Valentine Muhamba Avatar

In a report by Tech Crunch, African cross border fintech company Chipper Cash has closed a Series A USD$18.3 Million fund led by a venture capital group called Deciens Capital.

Background

Chipper was founded by Ham Serunjogi from Uganda and Ghanaian Maijid Moujaled in 2018.  They met in America at University before they went on to work in Silicon Valley. Serunjogi had a stint at Facebook and Moujaled worked for Yahoo

Serunjogi and Moujaled, according to Crunch Base, were able to convince venture capital groups Liquid 2 and 500 Startups to be their seed funders.

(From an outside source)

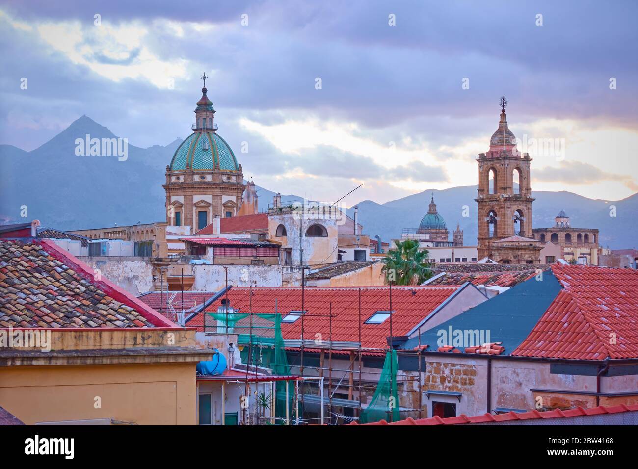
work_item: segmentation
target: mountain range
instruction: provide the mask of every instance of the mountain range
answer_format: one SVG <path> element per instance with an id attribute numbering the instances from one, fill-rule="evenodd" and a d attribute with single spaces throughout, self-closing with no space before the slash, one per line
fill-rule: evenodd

The investors have rolled in since:

  • June 28, 2019 – Chipper cash received USD$60 000.00 from Catalyst fund.
  • December 16, 2019 – Chipper raised USD$6 million from Deciens Capital for expansion into South Africa.

So what is Chipper Cash?

Chipper Cash is an app that allows users to send money domestically and across borders. The app is available in Ghana, Uganda, Tanzania, Nigeria, South Africa, Rwanda, and Kenya on the App and Google Play Store. The best thing about this service is that in-border person to person transfers don’t carry any charges.

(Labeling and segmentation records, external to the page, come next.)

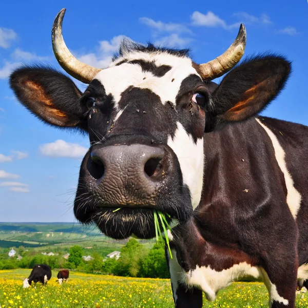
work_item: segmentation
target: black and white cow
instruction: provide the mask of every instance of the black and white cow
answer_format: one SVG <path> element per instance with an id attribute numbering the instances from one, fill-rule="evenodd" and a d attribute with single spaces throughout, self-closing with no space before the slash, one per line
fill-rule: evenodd
<path id="1" fill-rule="evenodd" d="M 29 278 L 24 280 L 24 287 L 29 287 L 32 281 L 34 283 L 41 282 L 43 284 L 47 283 L 51 278 L 51 270 L 46 264 L 34 265 Z"/>
<path id="2" fill-rule="evenodd" d="M 59 284 L 62 284 L 64 281 L 68 281 L 69 280 L 69 271 L 68 270 L 61 270 L 59 271 L 56 276 Z"/>
<path id="3" fill-rule="evenodd" d="M 290 63 L 275 55 L 236 66 L 246 32 L 197 65 L 187 50 L 124 42 L 104 69 L 81 63 L 53 27 L 62 67 L 15 70 L 10 84 L 35 116 L 88 133 L 76 217 L 107 236 L 155 235 L 153 211 L 175 226 L 166 252 L 177 307 L 201 307 L 233 281 L 263 279 L 272 307 L 293 307 L 308 278 L 308 128 L 256 115 L 284 87 Z M 121 207 L 121 209 L 113 210 Z"/>

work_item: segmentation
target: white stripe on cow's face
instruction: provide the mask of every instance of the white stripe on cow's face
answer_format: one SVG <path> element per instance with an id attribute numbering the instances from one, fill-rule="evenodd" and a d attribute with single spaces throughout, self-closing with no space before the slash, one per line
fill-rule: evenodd
<path id="1" fill-rule="evenodd" d="M 157 77 L 150 72 L 143 71 L 139 64 L 124 63 L 115 66 L 124 59 L 153 61 L 157 66 L 168 65 L 171 68 L 163 76 Z M 100 81 L 107 95 L 113 96 L 115 108 L 119 111 L 121 94 L 131 86 L 148 89 L 160 98 L 162 104 L 170 102 L 175 106 L 182 82 L 192 74 L 199 75 L 191 66 L 191 60 L 187 57 L 166 53 L 133 52 L 117 59 L 109 68 L 100 71 L 94 79 Z"/>
<path id="2" fill-rule="evenodd" d="M 191 204 L 195 209 L 199 204 L 203 182 L 203 139 L 197 143 L 180 123 L 172 139 L 169 137 L 167 144 L 178 158 L 183 176 L 183 184 L 190 192 Z"/>
<path id="3" fill-rule="evenodd" d="M 286 168 L 285 159 L 285 153 L 273 131 L 262 123 L 258 119 L 256 119 L 256 120 L 265 129 L 265 131 L 271 138 L 274 149 L 275 150 L 275 156 L 278 164 L 278 166 L 279 166 L 280 169 L 284 176 L 284 181 L 285 182 L 285 186 L 286 186 L 286 189 L 287 190 L 286 203 L 287 203 L 293 217 L 296 218 L 297 212 L 300 207 L 301 196 L 294 187 L 294 183 L 293 183 L 292 177 Z"/>
<path id="4" fill-rule="evenodd" d="M 29 279 L 28 278 L 26 278 L 24 280 L 24 287 L 29 287 L 30 286 L 30 284 L 29 284 Z"/>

Competition on the continent

Chipper has placed itself in a very good position. The package is attractive, and they have the funding to go further. They however face competition from companies like Palmpay and Opay (owned by Opera) who have both received sizeable investment from Chinese backers. They are also going up against Nigeria’s Paga, which in March partnered with Visa and has a user base of 14 million.

Fintech in Africa

Fintech is one of Africa’s largest Venture Capital backed sectors. Figures for 2019 are a little confusing because Partech has given a value of USD$2 billion, Wee Tracker estimates USD$1.3 billion and Disrupt Africa puts the figure around USD$496 million.

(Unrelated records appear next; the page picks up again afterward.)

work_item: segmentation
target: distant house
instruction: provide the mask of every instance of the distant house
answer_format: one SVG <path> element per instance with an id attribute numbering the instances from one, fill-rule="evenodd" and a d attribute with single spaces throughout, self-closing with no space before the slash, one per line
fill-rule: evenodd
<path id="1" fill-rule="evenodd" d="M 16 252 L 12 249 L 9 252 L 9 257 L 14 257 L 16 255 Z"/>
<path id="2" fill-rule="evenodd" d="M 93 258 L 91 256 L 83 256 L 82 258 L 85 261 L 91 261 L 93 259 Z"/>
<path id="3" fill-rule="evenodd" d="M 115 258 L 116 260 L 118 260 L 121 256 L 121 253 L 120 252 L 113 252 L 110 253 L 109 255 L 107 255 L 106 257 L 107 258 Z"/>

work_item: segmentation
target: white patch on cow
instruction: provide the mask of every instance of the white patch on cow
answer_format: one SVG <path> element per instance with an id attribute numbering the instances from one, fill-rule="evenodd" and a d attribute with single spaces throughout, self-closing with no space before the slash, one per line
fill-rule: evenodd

Whatever the true numbers may be, venture capital investment drives innovation. Fintech and other startups need investment in order for those with the ideas that might address the problems in Africa the opportunity to solve them.

In this case, Africa has many unbanked individuals and informal traders. A company like Chipper Cash offering a service with no charges for local transactions makes the proposition less daunting.